Later, I lived in New York City, where I continually made the rounds of art directors, trying to get a few jobs, pay the rent, buy some food, and make a living doing what I love to do, that is, drawing the fantastic and painting myth. Time after time, visits to children's picture book publishing houses brought me the same answer: "Your work is too 'adult,' too mature for our readers." Yet repeated visits to the offices of publishers such as Heavy Metal Magazine also left me with their rejection ringing in my ears: "Charles, your work is just too nice for us." It was in these years that I also tried my luck at exhibiting work at a science fiction convention or two. My work in those days, though, never seemed to get much consideration in science fiction venues, especially since I wasn't interested in learning the almost universally prescribed method of painting over-rendered (to me) book jacket art. I soon returned to the comic book field where I had, somehow, made an end run around the bloated super hero look and was scratching out a living in a remote back pasture of that world where subtle fantasy and a whimsical outlook was marginally accepted.

There I was again, caught in that borderland, looking for a home I could call my own.

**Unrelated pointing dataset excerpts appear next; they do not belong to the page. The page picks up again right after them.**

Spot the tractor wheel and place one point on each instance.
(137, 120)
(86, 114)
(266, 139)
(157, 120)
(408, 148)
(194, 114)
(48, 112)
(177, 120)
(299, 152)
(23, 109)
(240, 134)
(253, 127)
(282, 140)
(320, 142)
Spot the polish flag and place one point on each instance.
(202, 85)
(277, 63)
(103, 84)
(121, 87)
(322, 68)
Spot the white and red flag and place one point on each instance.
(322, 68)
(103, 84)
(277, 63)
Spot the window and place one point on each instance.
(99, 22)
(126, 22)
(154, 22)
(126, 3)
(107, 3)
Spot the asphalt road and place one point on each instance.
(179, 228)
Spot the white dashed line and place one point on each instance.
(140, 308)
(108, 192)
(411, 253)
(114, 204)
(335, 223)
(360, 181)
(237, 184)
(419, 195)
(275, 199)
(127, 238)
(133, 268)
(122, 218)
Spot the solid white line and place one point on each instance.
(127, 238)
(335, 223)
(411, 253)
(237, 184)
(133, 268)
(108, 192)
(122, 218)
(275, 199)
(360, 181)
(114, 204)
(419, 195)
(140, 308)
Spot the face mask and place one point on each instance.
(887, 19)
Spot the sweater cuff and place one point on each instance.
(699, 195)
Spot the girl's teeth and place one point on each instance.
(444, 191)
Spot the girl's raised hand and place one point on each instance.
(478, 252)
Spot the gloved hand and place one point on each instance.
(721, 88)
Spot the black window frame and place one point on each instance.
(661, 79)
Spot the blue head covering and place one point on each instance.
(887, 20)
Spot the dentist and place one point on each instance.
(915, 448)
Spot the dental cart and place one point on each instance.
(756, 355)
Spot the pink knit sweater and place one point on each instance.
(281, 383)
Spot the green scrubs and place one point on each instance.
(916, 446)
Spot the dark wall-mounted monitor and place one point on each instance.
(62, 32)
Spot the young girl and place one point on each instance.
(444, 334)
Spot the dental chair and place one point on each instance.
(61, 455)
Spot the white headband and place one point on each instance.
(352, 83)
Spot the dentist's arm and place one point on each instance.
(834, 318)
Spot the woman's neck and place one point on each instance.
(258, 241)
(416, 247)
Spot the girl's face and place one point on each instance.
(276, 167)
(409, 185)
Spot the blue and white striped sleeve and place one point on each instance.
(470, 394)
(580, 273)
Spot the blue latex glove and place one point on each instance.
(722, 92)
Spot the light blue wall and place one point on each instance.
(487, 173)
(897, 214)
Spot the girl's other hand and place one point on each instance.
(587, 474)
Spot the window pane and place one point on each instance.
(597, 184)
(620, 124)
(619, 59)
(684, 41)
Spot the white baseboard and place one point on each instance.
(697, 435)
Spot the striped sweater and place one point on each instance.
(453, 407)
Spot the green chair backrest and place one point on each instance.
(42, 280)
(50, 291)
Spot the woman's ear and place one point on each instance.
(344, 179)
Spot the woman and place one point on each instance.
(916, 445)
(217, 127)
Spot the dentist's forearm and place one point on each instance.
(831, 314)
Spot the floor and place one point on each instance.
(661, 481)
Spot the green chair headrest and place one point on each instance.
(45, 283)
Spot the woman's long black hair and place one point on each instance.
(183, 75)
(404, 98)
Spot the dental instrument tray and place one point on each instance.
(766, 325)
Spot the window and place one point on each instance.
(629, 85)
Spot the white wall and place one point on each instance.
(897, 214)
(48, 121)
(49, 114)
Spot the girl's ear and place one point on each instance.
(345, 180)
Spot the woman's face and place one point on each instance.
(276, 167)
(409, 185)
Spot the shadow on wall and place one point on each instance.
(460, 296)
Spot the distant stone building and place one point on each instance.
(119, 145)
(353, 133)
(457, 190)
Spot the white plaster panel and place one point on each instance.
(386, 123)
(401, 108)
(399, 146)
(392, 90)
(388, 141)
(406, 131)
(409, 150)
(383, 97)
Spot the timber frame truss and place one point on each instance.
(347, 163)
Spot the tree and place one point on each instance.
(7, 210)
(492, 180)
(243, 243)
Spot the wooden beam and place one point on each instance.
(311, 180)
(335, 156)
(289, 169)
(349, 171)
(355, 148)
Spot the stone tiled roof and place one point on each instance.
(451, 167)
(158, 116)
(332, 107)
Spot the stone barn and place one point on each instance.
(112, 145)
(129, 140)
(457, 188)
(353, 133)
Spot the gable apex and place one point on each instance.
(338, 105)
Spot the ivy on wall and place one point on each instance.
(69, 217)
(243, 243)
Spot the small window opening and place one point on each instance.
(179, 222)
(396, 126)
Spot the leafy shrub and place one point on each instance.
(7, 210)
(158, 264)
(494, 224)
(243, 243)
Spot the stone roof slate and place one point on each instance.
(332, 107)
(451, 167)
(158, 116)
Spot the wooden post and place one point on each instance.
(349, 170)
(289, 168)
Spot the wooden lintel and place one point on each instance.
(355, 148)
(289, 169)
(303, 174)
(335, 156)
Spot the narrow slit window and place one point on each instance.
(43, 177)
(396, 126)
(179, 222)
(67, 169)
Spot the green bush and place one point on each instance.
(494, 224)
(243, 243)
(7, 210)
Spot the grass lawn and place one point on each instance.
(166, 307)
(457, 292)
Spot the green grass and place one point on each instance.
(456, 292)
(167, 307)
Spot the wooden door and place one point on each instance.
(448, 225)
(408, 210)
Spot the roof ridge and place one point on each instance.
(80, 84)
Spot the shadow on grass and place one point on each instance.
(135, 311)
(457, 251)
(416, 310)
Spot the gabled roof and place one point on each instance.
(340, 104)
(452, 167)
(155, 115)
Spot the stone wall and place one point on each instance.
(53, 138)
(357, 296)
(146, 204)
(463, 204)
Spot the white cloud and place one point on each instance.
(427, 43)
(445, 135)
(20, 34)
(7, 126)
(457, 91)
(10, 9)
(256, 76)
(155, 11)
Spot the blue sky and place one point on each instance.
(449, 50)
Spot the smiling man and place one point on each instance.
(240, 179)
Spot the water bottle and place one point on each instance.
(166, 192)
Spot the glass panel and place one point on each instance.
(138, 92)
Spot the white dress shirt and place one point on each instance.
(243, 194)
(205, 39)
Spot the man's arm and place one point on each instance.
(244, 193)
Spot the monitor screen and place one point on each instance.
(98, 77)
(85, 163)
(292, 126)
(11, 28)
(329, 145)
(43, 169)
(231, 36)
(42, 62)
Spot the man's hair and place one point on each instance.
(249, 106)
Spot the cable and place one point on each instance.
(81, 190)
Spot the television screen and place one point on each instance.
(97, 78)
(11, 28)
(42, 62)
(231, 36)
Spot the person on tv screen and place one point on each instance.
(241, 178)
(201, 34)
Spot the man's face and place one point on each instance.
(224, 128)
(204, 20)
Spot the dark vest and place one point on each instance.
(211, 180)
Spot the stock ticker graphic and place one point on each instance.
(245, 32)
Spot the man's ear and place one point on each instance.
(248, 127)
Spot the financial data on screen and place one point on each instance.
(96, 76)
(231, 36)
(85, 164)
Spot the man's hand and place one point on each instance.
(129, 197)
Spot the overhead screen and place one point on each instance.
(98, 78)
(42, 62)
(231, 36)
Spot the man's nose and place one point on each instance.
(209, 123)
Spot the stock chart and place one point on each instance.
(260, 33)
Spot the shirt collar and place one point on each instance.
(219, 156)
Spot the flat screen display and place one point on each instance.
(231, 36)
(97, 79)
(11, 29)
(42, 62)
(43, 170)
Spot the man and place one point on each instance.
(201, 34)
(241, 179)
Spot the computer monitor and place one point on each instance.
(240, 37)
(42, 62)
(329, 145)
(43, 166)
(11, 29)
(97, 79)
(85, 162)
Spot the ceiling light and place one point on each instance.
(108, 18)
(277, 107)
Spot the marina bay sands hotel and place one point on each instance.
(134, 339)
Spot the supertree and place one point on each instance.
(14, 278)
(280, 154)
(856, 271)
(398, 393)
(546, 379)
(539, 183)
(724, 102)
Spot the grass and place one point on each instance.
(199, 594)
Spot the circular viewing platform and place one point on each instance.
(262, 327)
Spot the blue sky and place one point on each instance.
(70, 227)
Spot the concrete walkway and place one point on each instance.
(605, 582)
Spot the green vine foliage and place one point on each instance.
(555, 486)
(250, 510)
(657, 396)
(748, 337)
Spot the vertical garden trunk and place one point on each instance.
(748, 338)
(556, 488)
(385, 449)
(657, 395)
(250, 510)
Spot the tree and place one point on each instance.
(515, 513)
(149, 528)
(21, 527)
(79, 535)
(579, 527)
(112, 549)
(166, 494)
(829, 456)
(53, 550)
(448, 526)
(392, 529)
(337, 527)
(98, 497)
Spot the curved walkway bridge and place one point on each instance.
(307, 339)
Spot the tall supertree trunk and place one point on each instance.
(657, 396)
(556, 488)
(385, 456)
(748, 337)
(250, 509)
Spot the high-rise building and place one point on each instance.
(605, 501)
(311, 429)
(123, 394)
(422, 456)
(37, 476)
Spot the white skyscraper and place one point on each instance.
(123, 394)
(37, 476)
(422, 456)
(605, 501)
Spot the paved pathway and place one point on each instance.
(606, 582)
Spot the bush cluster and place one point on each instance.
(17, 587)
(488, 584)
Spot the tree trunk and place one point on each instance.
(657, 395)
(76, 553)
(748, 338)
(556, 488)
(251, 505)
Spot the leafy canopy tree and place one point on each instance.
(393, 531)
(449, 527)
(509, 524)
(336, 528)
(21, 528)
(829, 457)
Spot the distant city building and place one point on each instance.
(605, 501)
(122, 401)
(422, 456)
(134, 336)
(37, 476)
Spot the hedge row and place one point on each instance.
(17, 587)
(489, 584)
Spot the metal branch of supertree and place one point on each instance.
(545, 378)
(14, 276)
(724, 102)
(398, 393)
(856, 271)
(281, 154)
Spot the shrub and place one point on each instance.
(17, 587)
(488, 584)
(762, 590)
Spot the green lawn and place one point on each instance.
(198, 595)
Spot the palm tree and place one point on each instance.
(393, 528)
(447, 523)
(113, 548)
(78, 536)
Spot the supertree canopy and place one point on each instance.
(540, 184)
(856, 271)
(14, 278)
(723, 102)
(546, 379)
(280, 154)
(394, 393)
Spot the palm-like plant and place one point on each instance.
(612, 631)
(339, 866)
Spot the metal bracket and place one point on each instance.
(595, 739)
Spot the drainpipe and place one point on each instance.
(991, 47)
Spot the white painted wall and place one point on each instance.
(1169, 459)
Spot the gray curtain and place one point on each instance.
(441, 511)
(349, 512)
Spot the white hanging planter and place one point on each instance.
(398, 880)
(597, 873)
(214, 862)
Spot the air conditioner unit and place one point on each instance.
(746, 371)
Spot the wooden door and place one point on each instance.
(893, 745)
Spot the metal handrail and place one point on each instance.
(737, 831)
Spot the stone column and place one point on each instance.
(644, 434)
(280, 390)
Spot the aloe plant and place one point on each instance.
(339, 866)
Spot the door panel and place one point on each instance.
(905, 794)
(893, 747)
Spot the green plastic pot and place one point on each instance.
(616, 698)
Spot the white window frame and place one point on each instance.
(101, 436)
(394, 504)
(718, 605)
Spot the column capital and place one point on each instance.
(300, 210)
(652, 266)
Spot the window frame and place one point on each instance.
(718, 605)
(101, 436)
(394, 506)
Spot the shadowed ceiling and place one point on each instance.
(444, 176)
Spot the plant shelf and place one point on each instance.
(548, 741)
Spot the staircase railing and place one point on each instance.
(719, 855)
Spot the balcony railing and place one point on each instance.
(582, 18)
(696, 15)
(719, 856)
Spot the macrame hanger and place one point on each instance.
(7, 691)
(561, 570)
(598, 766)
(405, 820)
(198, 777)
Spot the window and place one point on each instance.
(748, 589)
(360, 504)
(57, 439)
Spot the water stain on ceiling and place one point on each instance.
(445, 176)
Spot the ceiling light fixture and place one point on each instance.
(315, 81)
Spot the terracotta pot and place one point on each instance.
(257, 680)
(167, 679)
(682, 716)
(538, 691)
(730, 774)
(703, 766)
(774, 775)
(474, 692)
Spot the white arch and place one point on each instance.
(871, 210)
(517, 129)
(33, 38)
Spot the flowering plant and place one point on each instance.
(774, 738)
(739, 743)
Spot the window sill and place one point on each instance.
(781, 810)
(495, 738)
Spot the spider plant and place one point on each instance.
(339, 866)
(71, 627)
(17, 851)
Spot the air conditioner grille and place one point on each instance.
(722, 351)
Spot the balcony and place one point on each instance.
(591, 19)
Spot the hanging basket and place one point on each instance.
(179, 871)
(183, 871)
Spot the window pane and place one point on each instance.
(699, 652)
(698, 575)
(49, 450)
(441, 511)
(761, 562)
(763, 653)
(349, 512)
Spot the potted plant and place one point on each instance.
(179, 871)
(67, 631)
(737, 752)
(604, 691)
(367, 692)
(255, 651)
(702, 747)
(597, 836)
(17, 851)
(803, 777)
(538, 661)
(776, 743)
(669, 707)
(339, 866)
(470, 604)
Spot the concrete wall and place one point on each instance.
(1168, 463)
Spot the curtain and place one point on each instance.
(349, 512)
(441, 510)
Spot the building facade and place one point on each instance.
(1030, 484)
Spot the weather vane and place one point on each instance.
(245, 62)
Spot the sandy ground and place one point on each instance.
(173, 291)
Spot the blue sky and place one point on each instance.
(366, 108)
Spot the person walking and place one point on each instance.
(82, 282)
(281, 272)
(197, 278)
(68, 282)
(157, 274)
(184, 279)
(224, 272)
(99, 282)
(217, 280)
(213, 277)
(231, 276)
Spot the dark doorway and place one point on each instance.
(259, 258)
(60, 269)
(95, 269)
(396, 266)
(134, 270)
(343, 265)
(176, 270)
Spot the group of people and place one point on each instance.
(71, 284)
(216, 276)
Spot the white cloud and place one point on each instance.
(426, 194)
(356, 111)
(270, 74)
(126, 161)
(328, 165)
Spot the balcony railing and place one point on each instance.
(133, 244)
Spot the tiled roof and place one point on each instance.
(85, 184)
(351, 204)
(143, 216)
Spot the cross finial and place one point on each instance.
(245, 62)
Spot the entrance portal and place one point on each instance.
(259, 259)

In 1994 I moved to rural southwestern Virginia. There I was asked by a local museum to organize a traveling exhibition of contemporary fantasy artists. This opportunity to showcase the type of art that I love was a heady one, and so I wanted to be careful to select just the right group of artists for the exhibition. I begin by asking various experts whom they would select to be in such an exhibition. The pulp art collectors suggested only the pulp artists. The children's book collectors only pointed out children's book artists. And so on. I was amazed that whenever I suggest an artist from outside these same experts' chosen fields, they were oftentimes completely unaware of the work or the artist. In the end I choose artists from many fields, crossing over many ill-conceived, arbitrary borders in the process. The "Dreamweavers" exhibition featured work from several children's book artists (Jerry Pinkney, Dennis Nolan, Gennady Spirin, Ruth Sanderson, David Wisnieski), but also from disciplines as varied as comic books (Michael Kaluta and myself), sf/fantasy book jacket art (Dawn Wilson, James Gurney), commercial book illustration (Scott Gustavson, Brian Froud, Alan Lee, Alicia Austin), and fine arts (Terri Windling). One artist, noted in the children's book field, with many Caldecott honors to his name, asked me repeatedly before the show, "Why do you want my work to be in this exhibition?" The night of the opening reception he stood in the midst of the exhibition, a large smile spread across his face, and said to me, "Oh, I get it now."

Charles Vess

In reality there is not much to "get". Either you enjoy the process of meeting the unknown and learning from it, or you close those personal shutters and erect those walls and try to defend your home turf from all comers. There's a lot to learn out there in the interstitial borderlands. In my mind, if you stop learning as a human being, and stop growing as an artist, then your world will continue to shrink in on itself until you're left with a very small sandbox indeed.

I am waiting for the time when I, along with all the other various denizens of those interstitial borderlands that I am happy to call my home, are playing in one huge, multi-layered sandbox. I am surrounded by these new-found friends, who can all say, with smiles on their faces, "Oh, I get it now."